Introduction to Time Series: Part 2.1 ARIMA Models Forecasting

Published in

Time Series Using Python

10 min readApr 22, 2024

Recap :

Part 1: https://medium.com/time-series-using-python/introduction-to-time-series-analysis-part-1-3ed1ce9cac98

Part 1.1: https://medium.com/time-series-using-python/introduction-to-time-series-analysis-part-1-1-stationarity-0e239c9cc039

Part 2: https://medium.com/time-series-using-python/introduction-to-time-series-part-2-forecasting-ba0cdb9107a1

In Part 2 of the Introduction to Time-Series, we worked on :

Explanation of the Auto-Regressive Models as a type of time series model that uses the past values of a variable to predict its future values.
We performed tests on original and differenced time series to determine stationarity of the training data
We then demonstrated how to train and then fit AR(1) model. It was shown that AR(1) model was able to capture only the linear relationship (TREND) to some degree.
We then checked the performance of the model across different lag orders. We found that we can get best results at lag = 10. We chose lag = 10 and then use it to make a prediction. We saw that the model was able to make satisfactory prediction. Please note that we have till now not defined any metric to gauge the accuracy of the forecasts.

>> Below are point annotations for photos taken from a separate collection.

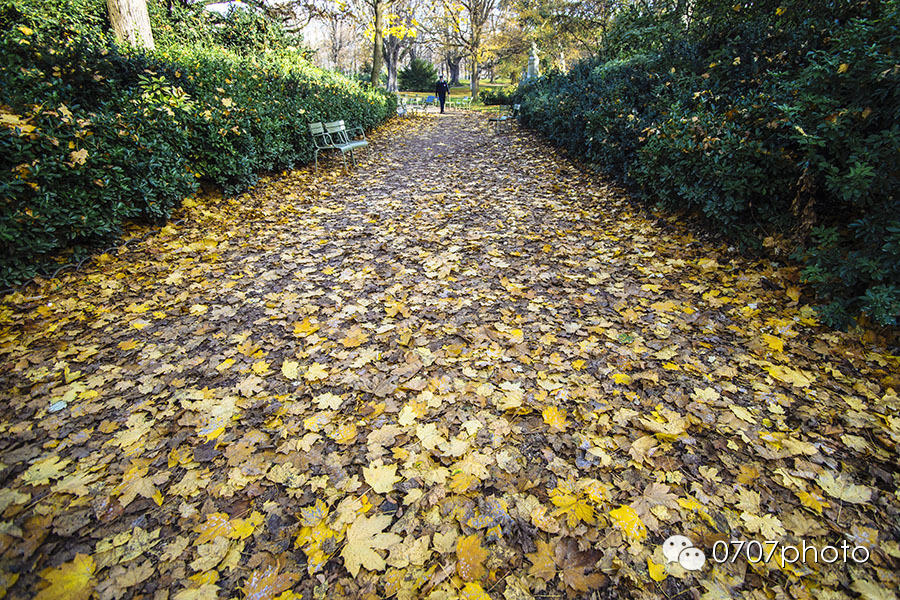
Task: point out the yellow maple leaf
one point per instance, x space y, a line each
473 591
470 558
265 584
794 377
42 471
364 538
657 571
775 343
345 434
73 580
573 506
305 327
555 418
543 564
812 501
382 478
316 372
355 337
244 528
628 521
216 525
842 488
621 378
260 367
290 369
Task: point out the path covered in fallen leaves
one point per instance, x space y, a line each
467 369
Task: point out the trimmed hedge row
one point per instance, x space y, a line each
91 136
771 120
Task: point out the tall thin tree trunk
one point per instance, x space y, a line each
377 52
391 60
453 68
131 22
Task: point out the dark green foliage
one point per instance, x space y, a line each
91 137
418 76
494 95
771 120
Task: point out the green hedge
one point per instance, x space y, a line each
494 96
769 119
91 136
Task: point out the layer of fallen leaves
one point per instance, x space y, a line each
466 370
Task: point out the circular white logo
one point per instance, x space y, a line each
692 559
673 546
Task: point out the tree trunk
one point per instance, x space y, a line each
391 60
453 67
378 5
131 22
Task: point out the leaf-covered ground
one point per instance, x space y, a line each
465 370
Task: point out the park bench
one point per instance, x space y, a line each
465 102
336 136
505 114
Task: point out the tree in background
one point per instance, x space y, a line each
419 76
378 11
131 22
399 36
468 21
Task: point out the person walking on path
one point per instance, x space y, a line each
441 89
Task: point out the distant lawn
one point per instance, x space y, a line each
462 91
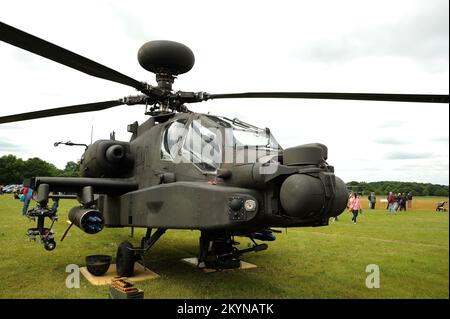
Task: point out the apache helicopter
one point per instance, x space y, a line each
243 185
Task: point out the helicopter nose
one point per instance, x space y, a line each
304 196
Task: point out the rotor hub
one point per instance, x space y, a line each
166 57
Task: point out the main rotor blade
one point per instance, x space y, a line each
58 54
426 98
61 111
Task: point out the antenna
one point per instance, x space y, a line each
92 126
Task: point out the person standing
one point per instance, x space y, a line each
355 206
409 198
372 200
391 202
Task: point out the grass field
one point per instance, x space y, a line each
411 250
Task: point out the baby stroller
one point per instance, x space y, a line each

In this article, we will extend the discussion to ARIMA models. We will demonstrate the limitations of the AR model and explain the need of Moving Averages in Auto-Regressive Models. We will also see how we can measure the accuracy using mean-squared errors.

Need of MA in AR models

Limitations of AR models

The AR model assumes that the current value depends linearly on the past values (lags). Here are some questions that come to my mind :

What if the current value does not depend linearly on the past values?
What if the number of lags we have choosen (or we can afford to choose without making the model over complex) is not able to capture the complex dependencies on the past data?
what if the autocorrelation structure of the series is complex, such as having both short and long memory components or periodic autocorrelations that the AR part alone cannot capture.

We will examine some of these complexities by creating a time series as follows:

Have a low number of observations in the time series i.e. n = 200
Have a time series with a non-linear trend and a seasonal component with a large period
Add some Normally distributed noise to the data

from statsmodels.tsa.ar_model import AutoReg
from statsmodels.tsa.arima.model import ARIMA
from sklearn.metrics import mean_squared_error

import numpy as np
import pandas as pd
import matplotlib.pyplot as plt

# Number of observations
n = 200

# Time index
time = np.linspace(0, 500, n)

# Generate a time series with a linear trend and a seasonal component
np.random.seed(42)
trend = time*time * 0.001 # Non- Linear trend
seasonality = 10 * np.sin(2 * np.pi * time / 50)  # Seasonal component with a period of 50
noise = np.random.normal(0, 2, n)  # Random noise

# Combine components to form the time series
time_series = pd.Series(index = time, data = trend + seasonality + noise)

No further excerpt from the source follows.